Muzyka, teatr, sztuki plastyczne, film, literatura
Jak co roku, już w listopadzie miasta województwa śląskiego po raz kolejny zamienią się w prawdziwe kulturalne centrum Polski, goszcząc kolejną edycję festiwalu Ars Cameralis. Dwudziesta pierwsza odsłona tej cyklicznej imprezy to szereg wystaw, koncertów, spektakli i spotkań literackich przybliżających mieszkańcom Śląskiego i przybywającym gościom to, co w sztuce najnowszej najciekawsze. Przez kilka jesiennych tygodni w teatrach, klubach i salach koncertowych gościć będą największe, choć wciąż niszowe gwiazdy jazzu, folku, różnych odmian rocka, fotografii i malarstwa, odbędą się również pokazy filmowe oraz poetyckie występy na żywo i na dziko.

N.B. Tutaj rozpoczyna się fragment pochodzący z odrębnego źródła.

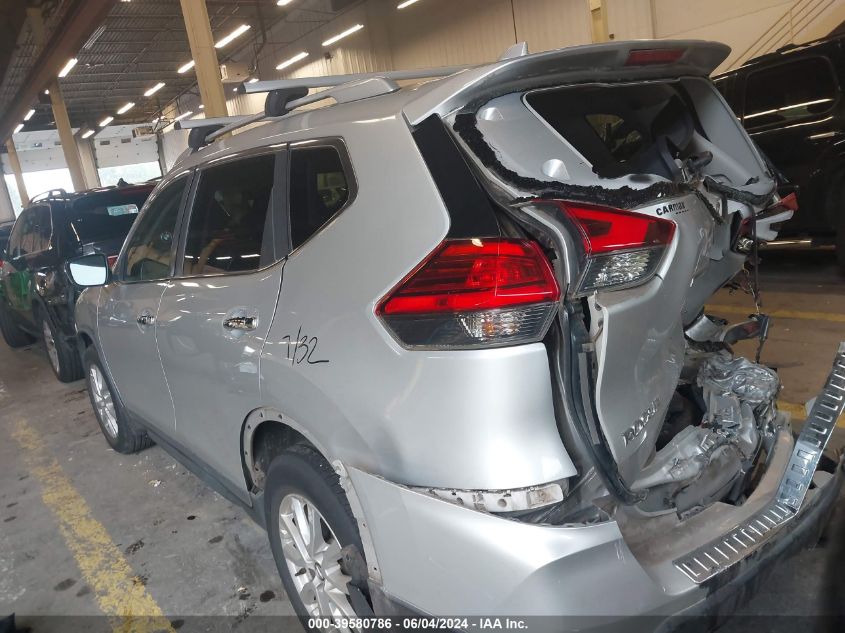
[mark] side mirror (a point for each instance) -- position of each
(89, 270)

Festiwalowe święto rozpocznie się 6 listopada, gdy na scenie Teatru Zagłębia w Sosnowcu pojawi się John Cale, człowiek, który wraz z kompanami z The Velvet Underground dokonał jednego z najbardziej rewolucyjnych gestów w historii muzyki. Taki początek skojarzyć się musi z nieśmiertelną receptą Hitchcocka na dobry film. Istotnie, napięcie będzie narastać aż do końca! Następnego dnia w katowickiej Hipnozie wystąpi Mark Lanegan, wokalista obdarzony zniewalającym głosem. W dalszej kolejności czekają nas występy „rozbujanego" Twin Shadow, grających ekstremalnie piękne dźwięki Panów z Tindersticks, wojowniczych Tuaregów z Tinariwen czy też Michaela Nymana. A przecież to zaledwie wierzchołek góry lodowej.

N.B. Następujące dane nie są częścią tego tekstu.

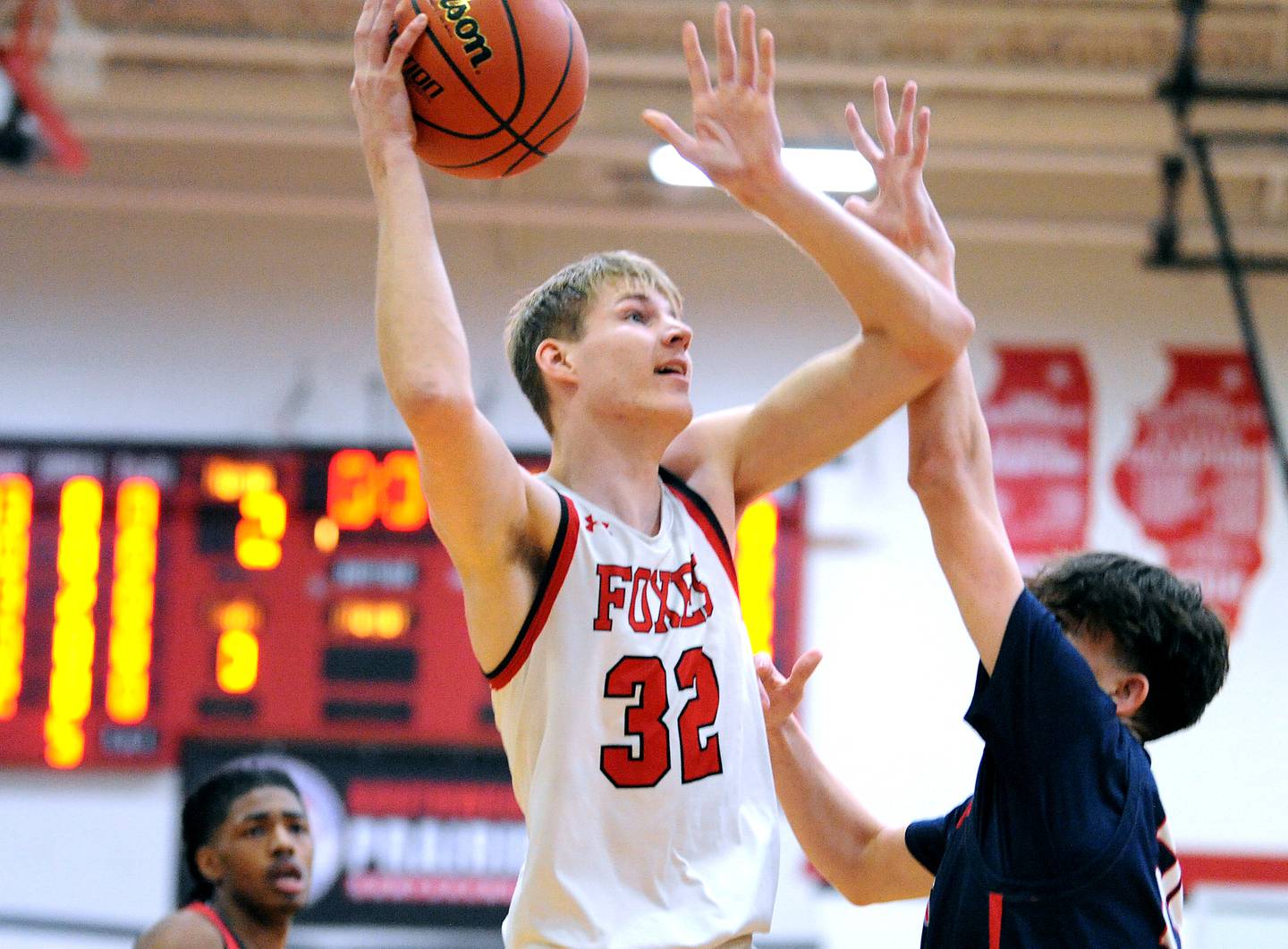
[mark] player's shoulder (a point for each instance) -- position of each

Muzyczne wydarzenia Ars Cameralis stały się wizytówką Festiwalu, a przecież równie ważne pozycje w festiwalowym repertuarze zajmują pozostałe dziedziny sztuki. Pablo Picasso w Katowicach? Jego śmiałe grafiki pojawią się już wkrótce w Galerii Rondo Sztuki. Fotografie Kishina Shinoyamy sportretują istne piekło na japońskiej ziemi.
Spektakle Oskarasa Koršunovasa pozwolą zmierzyć się z jednym z najoryginalniejszych twórców współczesnego teatru, a doskonali poeci po raz kolejny odtańczą swój taniec NaDziko.
Nie ma potrzeby, aby kontynuować tę litanię kolejnych, lśniących „oczek" nawleczonych na festiwalowy sznurek. Zespolone ze sobą w ponad trzytygodniowym uścisku stworzą, w ramach listopadowego artystycznego święta, imponujący, wielobarwny i drogocenny naszyjnik. Wszystkie splecione razem i każde z osobna.